Ad Anslinger apparve incredibile avviare una vera e propria campagna discriminatoria nei confronti dei messicani, accusandoli di omicidi efferati e di vari reati, attribuendo la responsabilità al consumo di “marijuana”, termine utilizzato per confondere l’opinione pubblica, la quale non avrebbe mai accettato l’idea di un divieto riguardante la canapa, così come era conosciuta all’epoca. La marijuana veniva persino definita “il fumo assassino”; si trattava di una manipolazione della realtà, poiché era evidente che tali affermazioni erano infondate e che la canapa non era responsabile di alcun reato commesso dai messicani.
A dimostrazione del fatto che il divieto della canapa fu motivato da interessi personali di pochi, si osserva che non fu limitato al solo fiore della pianta, ovvero la parte utilizzata per il fumo, ma si estese a tutta la pianta. Questo provvedimento comportò la sostituzione della canapa, precedentemente considerata sacra in vari settori, con materiali come plastica e carta.

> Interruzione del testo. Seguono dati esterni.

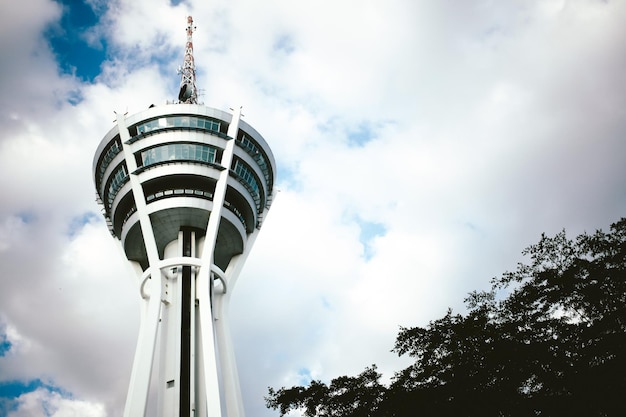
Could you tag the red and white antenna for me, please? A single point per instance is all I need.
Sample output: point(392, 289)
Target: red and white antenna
point(188, 93)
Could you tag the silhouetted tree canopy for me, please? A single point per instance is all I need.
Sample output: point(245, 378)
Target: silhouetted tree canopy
point(555, 345)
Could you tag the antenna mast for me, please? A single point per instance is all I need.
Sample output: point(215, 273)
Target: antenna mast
point(188, 93)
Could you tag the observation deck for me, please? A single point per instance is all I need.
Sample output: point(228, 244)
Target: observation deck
point(175, 151)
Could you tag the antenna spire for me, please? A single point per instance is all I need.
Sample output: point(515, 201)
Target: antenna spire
point(188, 93)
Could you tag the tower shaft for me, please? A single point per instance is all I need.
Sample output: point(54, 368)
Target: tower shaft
point(184, 188)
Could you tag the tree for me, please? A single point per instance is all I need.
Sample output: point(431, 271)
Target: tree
point(554, 345)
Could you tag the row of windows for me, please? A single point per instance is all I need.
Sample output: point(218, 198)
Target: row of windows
point(109, 155)
point(179, 121)
point(257, 155)
point(248, 177)
point(188, 192)
point(119, 178)
point(178, 151)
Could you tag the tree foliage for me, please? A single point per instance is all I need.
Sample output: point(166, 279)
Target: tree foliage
point(554, 345)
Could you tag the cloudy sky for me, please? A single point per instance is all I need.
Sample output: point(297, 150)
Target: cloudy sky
point(421, 145)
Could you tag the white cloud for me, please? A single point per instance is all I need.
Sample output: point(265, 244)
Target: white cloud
point(489, 123)
point(45, 403)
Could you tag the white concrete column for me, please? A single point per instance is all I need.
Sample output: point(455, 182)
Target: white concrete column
point(137, 398)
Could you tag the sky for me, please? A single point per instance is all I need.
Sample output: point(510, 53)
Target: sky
point(420, 145)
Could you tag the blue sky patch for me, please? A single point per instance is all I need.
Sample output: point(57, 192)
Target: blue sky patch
point(369, 231)
point(5, 345)
point(284, 44)
point(74, 55)
point(304, 376)
point(78, 222)
point(11, 390)
point(361, 135)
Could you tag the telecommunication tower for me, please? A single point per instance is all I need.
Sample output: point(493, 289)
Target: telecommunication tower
point(184, 189)
point(188, 93)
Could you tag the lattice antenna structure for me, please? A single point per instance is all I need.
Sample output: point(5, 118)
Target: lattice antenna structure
point(188, 92)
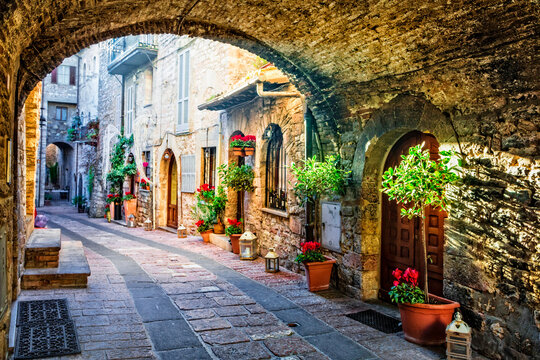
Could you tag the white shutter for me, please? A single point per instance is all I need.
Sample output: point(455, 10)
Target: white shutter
point(188, 173)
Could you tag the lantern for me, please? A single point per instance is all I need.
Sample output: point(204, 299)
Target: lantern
point(131, 221)
point(458, 339)
point(148, 225)
point(271, 261)
point(182, 231)
point(248, 243)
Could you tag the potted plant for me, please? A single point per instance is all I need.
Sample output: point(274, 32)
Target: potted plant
point(313, 180)
point(130, 205)
point(249, 144)
point(234, 231)
point(237, 144)
point(218, 205)
point(318, 267)
point(203, 227)
point(418, 182)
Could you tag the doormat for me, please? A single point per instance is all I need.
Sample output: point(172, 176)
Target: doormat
point(45, 329)
point(376, 320)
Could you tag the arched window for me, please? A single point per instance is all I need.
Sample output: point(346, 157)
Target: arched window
point(276, 170)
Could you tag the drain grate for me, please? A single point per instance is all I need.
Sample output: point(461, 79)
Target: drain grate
point(37, 311)
point(378, 321)
point(45, 329)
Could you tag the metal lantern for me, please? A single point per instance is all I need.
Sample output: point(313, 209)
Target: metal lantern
point(458, 339)
point(248, 246)
point(271, 261)
point(148, 225)
point(182, 231)
point(131, 221)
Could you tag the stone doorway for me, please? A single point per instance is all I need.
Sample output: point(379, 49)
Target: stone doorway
point(172, 193)
point(401, 246)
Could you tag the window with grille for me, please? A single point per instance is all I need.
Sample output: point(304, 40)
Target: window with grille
point(209, 166)
point(61, 113)
point(188, 173)
point(276, 169)
point(129, 110)
point(183, 92)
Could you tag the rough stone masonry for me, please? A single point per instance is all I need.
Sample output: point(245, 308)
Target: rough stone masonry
point(465, 71)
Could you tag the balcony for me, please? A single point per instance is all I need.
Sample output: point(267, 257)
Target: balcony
point(129, 53)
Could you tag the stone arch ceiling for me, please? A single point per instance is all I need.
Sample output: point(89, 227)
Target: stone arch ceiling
point(334, 51)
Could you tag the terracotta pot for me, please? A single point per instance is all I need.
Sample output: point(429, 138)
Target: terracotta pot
point(130, 207)
point(219, 228)
point(318, 274)
point(238, 151)
point(206, 235)
point(235, 242)
point(425, 324)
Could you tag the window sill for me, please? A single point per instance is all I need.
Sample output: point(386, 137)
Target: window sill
point(280, 213)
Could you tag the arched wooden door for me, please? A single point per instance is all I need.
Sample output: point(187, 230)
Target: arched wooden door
point(401, 246)
point(172, 194)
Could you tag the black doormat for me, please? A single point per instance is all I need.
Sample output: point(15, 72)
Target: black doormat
point(45, 329)
point(378, 321)
point(39, 311)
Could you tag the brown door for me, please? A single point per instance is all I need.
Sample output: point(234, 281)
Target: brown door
point(172, 194)
point(401, 246)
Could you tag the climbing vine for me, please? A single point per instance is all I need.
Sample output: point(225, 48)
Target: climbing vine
point(119, 169)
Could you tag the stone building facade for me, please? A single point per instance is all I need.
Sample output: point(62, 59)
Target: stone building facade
point(464, 71)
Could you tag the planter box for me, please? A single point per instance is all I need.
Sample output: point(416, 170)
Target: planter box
point(318, 274)
point(425, 324)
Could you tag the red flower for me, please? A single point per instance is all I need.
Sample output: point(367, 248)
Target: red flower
point(397, 273)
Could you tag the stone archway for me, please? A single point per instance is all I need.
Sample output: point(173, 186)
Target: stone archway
point(398, 117)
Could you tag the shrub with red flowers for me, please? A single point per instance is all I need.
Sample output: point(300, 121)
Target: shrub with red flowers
point(128, 196)
point(235, 227)
point(243, 141)
point(111, 198)
point(202, 226)
point(406, 289)
point(311, 252)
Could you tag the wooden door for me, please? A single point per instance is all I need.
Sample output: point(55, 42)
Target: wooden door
point(172, 194)
point(401, 246)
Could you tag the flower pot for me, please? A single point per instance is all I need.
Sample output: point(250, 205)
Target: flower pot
point(238, 151)
point(318, 274)
point(235, 242)
point(206, 235)
point(130, 208)
point(425, 324)
point(117, 211)
point(219, 228)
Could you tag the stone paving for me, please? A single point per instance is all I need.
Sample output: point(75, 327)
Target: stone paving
point(148, 287)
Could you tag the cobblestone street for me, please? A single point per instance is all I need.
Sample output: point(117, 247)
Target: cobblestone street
point(152, 295)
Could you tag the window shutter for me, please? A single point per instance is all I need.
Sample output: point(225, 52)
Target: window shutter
point(188, 173)
point(72, 70)
point(54, 76)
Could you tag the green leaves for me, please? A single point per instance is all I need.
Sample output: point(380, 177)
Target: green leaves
point(318, 178)
point(418, 181)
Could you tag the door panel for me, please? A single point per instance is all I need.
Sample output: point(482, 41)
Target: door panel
point(400, 242)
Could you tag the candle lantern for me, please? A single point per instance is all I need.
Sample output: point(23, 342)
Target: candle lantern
point(271, 261)
point(248, 244)
point(148, 225)
point(182, 231)
point(131, 221)
point(458, 339)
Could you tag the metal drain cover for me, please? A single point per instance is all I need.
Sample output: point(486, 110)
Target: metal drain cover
point(42, 311)
point(378, 321)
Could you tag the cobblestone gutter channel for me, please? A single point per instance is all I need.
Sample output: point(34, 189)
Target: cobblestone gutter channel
point(164, 322)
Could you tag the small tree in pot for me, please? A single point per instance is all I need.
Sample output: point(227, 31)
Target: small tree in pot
point(418, 182)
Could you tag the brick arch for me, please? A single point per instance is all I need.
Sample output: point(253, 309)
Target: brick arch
point(400, 116)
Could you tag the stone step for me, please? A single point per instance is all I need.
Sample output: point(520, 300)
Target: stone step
point(43, 248)
point(72, 271)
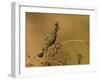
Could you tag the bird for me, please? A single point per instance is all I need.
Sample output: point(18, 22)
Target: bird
point(50, 39)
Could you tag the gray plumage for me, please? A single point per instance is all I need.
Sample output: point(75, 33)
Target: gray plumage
point(50, 39)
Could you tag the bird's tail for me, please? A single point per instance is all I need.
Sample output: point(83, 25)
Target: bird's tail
point(41, 53)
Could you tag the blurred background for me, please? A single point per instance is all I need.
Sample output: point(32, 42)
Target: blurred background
point(72, 27)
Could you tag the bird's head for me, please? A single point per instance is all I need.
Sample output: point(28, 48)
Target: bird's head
point(57, 26)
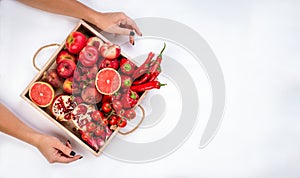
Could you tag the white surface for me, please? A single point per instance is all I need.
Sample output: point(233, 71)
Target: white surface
point(257, 45)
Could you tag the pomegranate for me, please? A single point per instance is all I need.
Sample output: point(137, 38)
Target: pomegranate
point(62, 107)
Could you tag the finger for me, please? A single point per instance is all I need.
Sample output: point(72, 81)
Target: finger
point(65, 159)
point(68, 144)
point(119, 30)
point(65, 149)
point(133, 26)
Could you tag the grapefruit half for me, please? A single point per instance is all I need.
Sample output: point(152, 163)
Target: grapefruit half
point(108, 81)
point(41, 93)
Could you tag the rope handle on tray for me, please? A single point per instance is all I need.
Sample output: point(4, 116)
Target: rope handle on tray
point(38, 51)
point(137, 126)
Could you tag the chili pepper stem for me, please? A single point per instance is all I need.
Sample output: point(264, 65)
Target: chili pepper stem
point(160, 54)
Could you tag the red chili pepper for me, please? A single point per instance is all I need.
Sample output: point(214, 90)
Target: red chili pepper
point(144, 78)
point(153, 71)
point(157, 62)
point(144, 67)
point(147, 86)
point(129, 99)
point(153, 77)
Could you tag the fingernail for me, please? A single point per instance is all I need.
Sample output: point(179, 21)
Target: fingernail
point(72, 153)
point(131, 33)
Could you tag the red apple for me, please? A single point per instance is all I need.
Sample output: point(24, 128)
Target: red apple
point(110, 51)
point(66, 68)
point(95, 41)
point(88, 56)
point(109, 63)
point(91, 95)
point(67, 86)
point(63, 55)
point(75, 42)
point(52, 77)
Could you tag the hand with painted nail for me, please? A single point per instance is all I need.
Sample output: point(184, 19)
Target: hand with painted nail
point(51, 147)
point(115, 22)
point(112, 22)
point(55, 151)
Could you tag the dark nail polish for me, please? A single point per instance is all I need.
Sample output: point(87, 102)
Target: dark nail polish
point(72, 153)
point(131, 33)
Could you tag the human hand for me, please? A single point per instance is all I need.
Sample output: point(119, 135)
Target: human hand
point(55, 151)
point(115, 22)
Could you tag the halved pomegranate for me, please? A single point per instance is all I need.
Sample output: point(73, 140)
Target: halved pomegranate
point(62, 107)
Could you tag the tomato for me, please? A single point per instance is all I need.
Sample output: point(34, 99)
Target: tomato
point(113, 120)
point(117, 105)
point(130, 114)
point(121, 112)
point(99, 132)
point(75, 42)
point(130, 99)
point(121, 122)
point(116, 96)
point(105, 120)
point(106, 107)
point(97, 115)
point(85, 136)
point(90, 126)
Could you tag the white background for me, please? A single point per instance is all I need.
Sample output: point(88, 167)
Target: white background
point(257, 45)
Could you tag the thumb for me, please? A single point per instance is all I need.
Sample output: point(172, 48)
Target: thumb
point(65, 149)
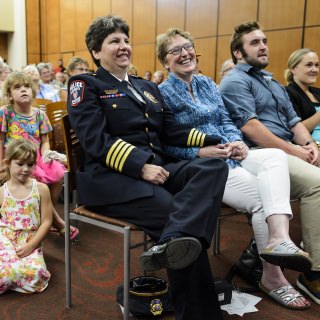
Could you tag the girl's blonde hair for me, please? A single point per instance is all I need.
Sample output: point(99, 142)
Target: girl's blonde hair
point(294, 59)
point(19, 149)
point(16, 78)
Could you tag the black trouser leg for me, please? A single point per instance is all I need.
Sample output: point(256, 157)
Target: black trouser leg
point(193, 291)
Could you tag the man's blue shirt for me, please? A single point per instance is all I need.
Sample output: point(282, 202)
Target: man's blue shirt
point(251, 93)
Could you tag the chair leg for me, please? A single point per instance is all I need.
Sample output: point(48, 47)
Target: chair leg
point(126, 272)
point(67, 241)
point(216, 245)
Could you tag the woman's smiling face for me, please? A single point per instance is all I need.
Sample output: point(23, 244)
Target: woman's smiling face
point(184, 62)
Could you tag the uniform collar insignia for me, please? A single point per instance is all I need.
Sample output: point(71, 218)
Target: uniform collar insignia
point(150, 97)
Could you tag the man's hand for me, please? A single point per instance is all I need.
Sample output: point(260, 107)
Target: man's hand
point(302, 152)
point(222, 151)
point(239, 150)
point(154, 174)
point(314, 152)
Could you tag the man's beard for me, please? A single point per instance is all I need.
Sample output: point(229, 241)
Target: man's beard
point(253, 62)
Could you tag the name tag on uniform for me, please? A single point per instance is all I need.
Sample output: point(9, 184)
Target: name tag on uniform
point(112, 95)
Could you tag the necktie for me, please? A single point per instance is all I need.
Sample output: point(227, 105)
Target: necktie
point(134, 91)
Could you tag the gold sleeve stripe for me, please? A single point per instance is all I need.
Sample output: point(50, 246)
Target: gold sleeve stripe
point(125, 157)
point(110, 152)
point(202, 140)
point(118, 154)
point(190, 137)
point(196, 138)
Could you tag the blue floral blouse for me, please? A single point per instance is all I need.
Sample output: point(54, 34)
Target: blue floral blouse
point(206, 113)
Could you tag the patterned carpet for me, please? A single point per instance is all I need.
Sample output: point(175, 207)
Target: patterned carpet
point(97, 271)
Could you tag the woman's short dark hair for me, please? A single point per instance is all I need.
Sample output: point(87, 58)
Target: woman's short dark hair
point(100, 29)
point(239, 31)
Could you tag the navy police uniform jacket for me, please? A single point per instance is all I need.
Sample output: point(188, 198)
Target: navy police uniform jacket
point(119, 134)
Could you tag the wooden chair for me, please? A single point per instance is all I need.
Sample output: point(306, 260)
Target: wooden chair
point(74, 154)
point(55, 111)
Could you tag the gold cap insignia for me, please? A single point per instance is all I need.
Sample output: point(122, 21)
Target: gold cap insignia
point(150, 97)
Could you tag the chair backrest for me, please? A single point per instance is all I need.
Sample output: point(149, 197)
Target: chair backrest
point(74, 150)
point(55, 111)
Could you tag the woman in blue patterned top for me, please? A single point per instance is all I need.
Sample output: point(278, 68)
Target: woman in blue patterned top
point(254, 175)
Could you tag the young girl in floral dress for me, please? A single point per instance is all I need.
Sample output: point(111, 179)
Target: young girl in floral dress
point(25, 219)
point(20, 120)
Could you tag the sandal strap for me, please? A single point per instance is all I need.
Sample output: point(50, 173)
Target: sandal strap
point(285, 296)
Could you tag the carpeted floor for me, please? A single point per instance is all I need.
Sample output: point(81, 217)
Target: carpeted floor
point(97, 271)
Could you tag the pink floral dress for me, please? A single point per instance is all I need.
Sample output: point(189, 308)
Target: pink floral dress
point(19, 221)
point(17, 126)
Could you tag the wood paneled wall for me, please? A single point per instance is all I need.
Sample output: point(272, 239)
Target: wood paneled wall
point(56, 28)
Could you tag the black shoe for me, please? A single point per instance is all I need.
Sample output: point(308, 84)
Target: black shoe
point(310, 287)
point(177, 253)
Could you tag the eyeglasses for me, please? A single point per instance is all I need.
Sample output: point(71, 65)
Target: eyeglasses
point(82, 69)
point(177, 50)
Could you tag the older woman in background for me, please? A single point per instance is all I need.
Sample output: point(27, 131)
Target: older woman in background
point(302, 73)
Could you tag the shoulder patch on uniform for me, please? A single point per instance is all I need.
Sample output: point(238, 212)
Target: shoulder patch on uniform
point(76, 90)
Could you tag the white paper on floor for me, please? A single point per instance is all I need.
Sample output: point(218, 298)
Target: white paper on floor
point(241, 303)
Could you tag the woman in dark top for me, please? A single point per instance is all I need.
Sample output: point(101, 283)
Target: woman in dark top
point(302, 73)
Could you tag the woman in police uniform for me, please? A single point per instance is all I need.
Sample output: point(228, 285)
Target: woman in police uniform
point(122, 123)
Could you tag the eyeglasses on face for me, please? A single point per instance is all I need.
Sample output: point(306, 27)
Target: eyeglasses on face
point(82, 69)
point(177, 50)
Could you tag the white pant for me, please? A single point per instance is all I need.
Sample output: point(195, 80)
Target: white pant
point(261, 187)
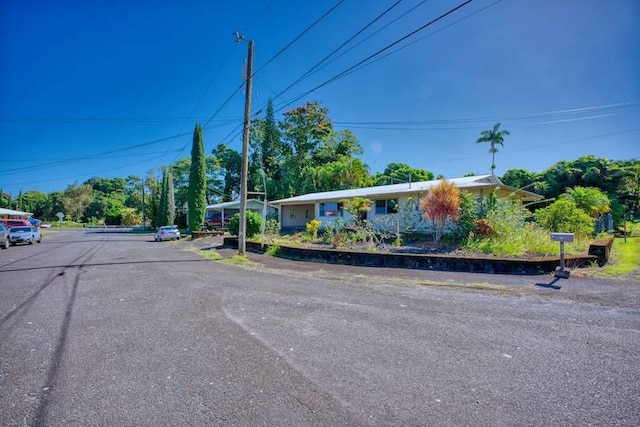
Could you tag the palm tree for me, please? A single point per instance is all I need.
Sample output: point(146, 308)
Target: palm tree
point(494, 137)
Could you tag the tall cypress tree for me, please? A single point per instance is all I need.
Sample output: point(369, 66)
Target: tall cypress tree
point(163, 209)
point(171, 199)
point(197, 196)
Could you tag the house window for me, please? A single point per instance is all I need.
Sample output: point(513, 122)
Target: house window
point(331, 209)
point(384, 207)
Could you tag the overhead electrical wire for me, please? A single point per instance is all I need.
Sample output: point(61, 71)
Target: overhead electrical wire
point(360, 31)
point(370, 35)
point(373, 55)
point(444, 27)
point(295, 39)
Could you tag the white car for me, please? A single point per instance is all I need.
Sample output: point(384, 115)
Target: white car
point(24, 234)
point(167, 232)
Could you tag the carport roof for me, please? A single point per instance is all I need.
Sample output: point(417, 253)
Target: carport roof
point(236, 205)
point(10, 212)
point(394, 190)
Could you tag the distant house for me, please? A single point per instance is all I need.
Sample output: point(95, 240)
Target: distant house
point(296, 212)
point(11, 214)
point(219, 214)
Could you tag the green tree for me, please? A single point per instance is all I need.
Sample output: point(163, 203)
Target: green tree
point(395, 173)
point(520, 178)
point(564, 216)
point(254, 224)
point(589, 199)
point(166, 209)
point(303, 128)
point(130, 217)
point(35, 202)
point(268, 154)
point(358, 208)
point(441, 204)
point(494, 137)
point(197, 201)
point(75, 199)
point(228, 164)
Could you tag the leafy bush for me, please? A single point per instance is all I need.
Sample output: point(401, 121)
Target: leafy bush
point(272, 250)
point(564, 216)
point(272, 227)
point(335, 234)
point(483, 228)
point(506, 232)
point(254, 223)
point(313, 227)
point(467, 216)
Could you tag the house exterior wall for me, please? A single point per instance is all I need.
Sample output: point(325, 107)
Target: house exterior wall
point(297, 216)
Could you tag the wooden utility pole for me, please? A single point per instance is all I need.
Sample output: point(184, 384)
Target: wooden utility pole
point(244, 170)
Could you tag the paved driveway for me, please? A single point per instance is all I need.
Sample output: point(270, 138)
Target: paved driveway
point(115, 329)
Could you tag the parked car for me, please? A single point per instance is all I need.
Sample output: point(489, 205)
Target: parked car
point(24, 234)
point(4, 236)
point(167, 232)
point(15, 222)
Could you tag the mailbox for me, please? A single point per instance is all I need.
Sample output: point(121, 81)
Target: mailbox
point(562, 237)
point(561, 272)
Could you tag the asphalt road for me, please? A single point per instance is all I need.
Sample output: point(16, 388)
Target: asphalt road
point(115, 329)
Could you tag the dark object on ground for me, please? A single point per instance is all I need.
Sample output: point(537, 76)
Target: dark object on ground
point(601, 249)
point(442, 262)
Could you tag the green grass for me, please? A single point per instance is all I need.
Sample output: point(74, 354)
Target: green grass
point(239, 260)
point(209, 254)
point(624, 258)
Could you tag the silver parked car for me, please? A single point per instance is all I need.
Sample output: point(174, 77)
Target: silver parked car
point(167, 232)
point(4, 236)
point(24, 234)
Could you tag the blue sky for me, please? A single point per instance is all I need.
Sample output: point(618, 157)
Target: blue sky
point(115, 88)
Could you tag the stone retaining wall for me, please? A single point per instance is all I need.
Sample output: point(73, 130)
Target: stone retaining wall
point(441, 262)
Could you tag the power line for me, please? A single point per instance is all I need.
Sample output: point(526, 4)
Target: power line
point(315, 67)
point(426, 36)
point(374, 33)
point(306, 30)
point(539, 115)
point(373, 55)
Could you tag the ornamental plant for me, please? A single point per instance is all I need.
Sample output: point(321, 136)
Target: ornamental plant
point(254, 224)
point(441, 204)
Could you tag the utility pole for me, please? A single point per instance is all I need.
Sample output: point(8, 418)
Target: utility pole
point(244, 170)
point(143, 221)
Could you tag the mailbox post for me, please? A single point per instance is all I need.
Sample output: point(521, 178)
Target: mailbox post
point(561, 272)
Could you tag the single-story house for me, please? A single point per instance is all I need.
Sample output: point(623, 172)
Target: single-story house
point(219, 214)
point(12, 214)
point(296, 212)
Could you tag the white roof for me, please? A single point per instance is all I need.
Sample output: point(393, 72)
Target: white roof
point(8, 212)
point(466, 182)
point(236, 205)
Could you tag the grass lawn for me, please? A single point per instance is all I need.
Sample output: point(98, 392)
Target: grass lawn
point(624, 260)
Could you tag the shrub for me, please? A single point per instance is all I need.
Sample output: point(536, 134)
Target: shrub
point(335, 234)
point(272, 227)
point(564, 216)
point(272, 250)
point(441, 204)
point(467, 216)
point(313, 227)
point(483, 228)
point(506, 232)
point(254, 223)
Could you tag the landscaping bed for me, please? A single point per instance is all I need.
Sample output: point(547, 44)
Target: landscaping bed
point(426, 257)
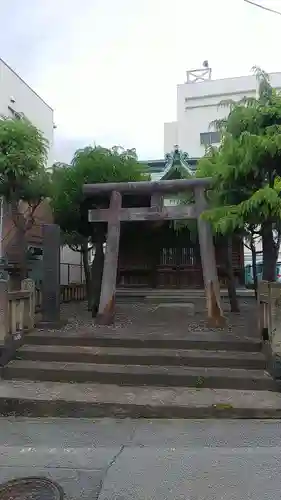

La canapa merita giustizia
Questa è una narrazione che, ad oggi, è ancora poco conosciuta. Si tratta di uno dei più significativi inganni della storia, il quale, a distanza di cento anni dalla sua concezione, è purtroppo radicato nella maggior parte della popolazione. È interessante notare che lo stesso continente che ha originato il proibizionismo dal nulla, oggi comprende numerosi Stati in cui la canapa è completamente legalizzata in tutte le sue forme e utilizzi. Nel contesto italiano, invece, persiste una deplorevole e ridicola caccia alle streghe, sostenuta da un idealismo e dalla supponenza politica. La canapa merita di ricevere giustizia.